Correlation Between ProShares Bitcoin and SPDR Galaxy
Can any of the company-specific risk be diversified away by investing in both ProShares Bitcoin and SPDR Galaxy at the same time? Although using a correlation coefficient on its own may not help to predict future stock returns, this module helps to understand the diversifiable risk of combining ProShares Bitcoin and SPDR Galaxy into the same portfolio, which is an essential part of the fundamental portfolio management process.
By analyzing existing cross correlation between ProShares Bitcoin Strategy and SPDR Galaxy Digital, you can compare the effects of market volatilities on ProShares Bitcoin and SPDR Galaxy and check how they will diversify away market risk if combined in the same portfolio for a given time horizon. You can also utilize pair trading strategies of matching a long position in ProShares Bitcoin with a short position of SPDR Galaxy. Check out your portfolio center. Please also check ongoing floating volatility patterns of ProShares Bitcoin and SPDR Galaxy.

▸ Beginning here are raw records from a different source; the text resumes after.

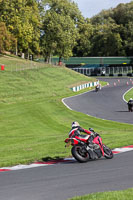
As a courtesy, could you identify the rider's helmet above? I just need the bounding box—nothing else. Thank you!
[72,122,80,128]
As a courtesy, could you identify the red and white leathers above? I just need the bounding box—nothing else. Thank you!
[69,126,92,139]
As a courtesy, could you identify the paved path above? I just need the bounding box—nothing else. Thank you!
[0,79,133,200]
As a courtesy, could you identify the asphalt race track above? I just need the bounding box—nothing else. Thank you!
[0,79,133,200]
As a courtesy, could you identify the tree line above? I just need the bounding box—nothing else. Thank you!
[0,0,133,62]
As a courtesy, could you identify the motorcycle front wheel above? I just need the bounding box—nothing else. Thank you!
[71,145,90,163]
[103,145,114,159]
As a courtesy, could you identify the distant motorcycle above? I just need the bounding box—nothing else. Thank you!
[95,84,101,92]
[65,131,113,163]
[127,98,133,112]
[127,103,133,112]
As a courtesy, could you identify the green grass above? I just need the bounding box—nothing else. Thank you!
[0,53,133,167]
[124,88,133,101]
[69,189,133,200]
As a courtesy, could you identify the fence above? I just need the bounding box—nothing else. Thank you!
[71,66,133,76]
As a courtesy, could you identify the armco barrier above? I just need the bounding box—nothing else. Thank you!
[71,81,99,92]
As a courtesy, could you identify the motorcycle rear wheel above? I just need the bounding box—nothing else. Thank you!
[71,145,90,163]
[103,145,114,159]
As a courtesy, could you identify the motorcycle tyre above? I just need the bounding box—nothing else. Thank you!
[103,145,114,159]
[71,145,90,163]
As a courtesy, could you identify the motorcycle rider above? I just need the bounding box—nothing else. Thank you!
[127,98,133,112]
[69,122,95,145]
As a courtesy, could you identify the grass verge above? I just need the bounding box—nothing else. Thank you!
[0,54,133,167]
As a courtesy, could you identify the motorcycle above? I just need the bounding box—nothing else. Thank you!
[64,133,113,163]
[95,84,101,92]
[127,103,133,112]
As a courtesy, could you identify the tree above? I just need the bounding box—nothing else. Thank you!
[0,22,16,53]
[41,0,83,61]
[91,20,125,56]
[73,19,94,57]
[41,11,78,61]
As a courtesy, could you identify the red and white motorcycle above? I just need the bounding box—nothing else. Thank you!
[65,133,113,162]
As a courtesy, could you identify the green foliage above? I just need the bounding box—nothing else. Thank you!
[0,56,133,167]
[41,0,81,60]
[0,22,16,53]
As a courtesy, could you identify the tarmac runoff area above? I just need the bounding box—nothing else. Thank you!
[0,78,133,172]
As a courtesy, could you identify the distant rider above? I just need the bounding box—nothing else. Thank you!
[127,98,133,112]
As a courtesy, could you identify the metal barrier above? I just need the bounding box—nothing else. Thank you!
[71,66,133,76]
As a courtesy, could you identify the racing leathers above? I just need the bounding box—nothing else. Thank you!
[69,126,94,143]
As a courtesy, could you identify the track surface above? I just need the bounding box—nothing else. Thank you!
[0,79,133,200]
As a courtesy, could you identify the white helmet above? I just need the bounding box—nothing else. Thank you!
[72,122,80,128]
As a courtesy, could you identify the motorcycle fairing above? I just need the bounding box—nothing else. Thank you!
[93,136,104,156]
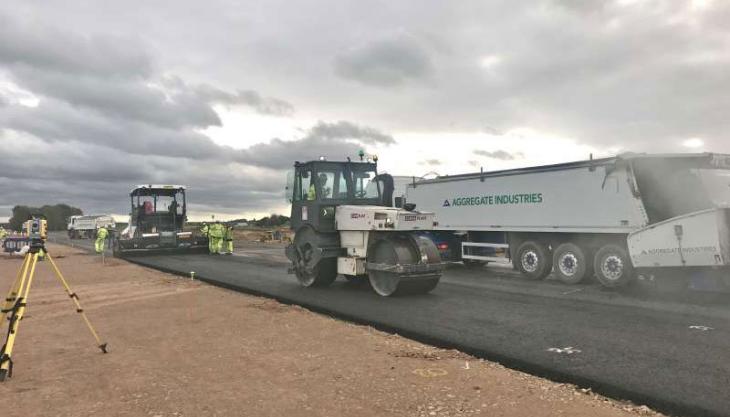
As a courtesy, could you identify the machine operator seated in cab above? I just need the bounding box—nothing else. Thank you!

Diversification Opportunities for ProShares Bitcoin and SPDR Galaxy
0.95 | Correlation Coefficient |
Almost no diversification
The 3 months correlation between ProShares and SPDR is 0.95. Overlapping area represents the amount of risk that can be diversified away by holding ProShares Bitcoin Strategy and SPDR Galaxy Digital in the same portfolio, assuming nothing else is changed. The correlation between historical prices or returns on SPDR Galaxy Digital and ProShares Bitcoin is a relative statistical measure of the degree to which these equity instruments tend to move together. The correlation coefficient measures the extent to which returns on ProShares Bitcoin Strategy are associated (or correlated) with SPDR Galaxy. Values of the correlation coefficient range from -1 to +1, where. The correlation of zero (0) is possible when the price movement of SPDR Galaxy Digital has no effect on the direction of ProShares Bitcoin i.e., ProShares Bitcoin and SPDR Galaxy go up and down completely randomly.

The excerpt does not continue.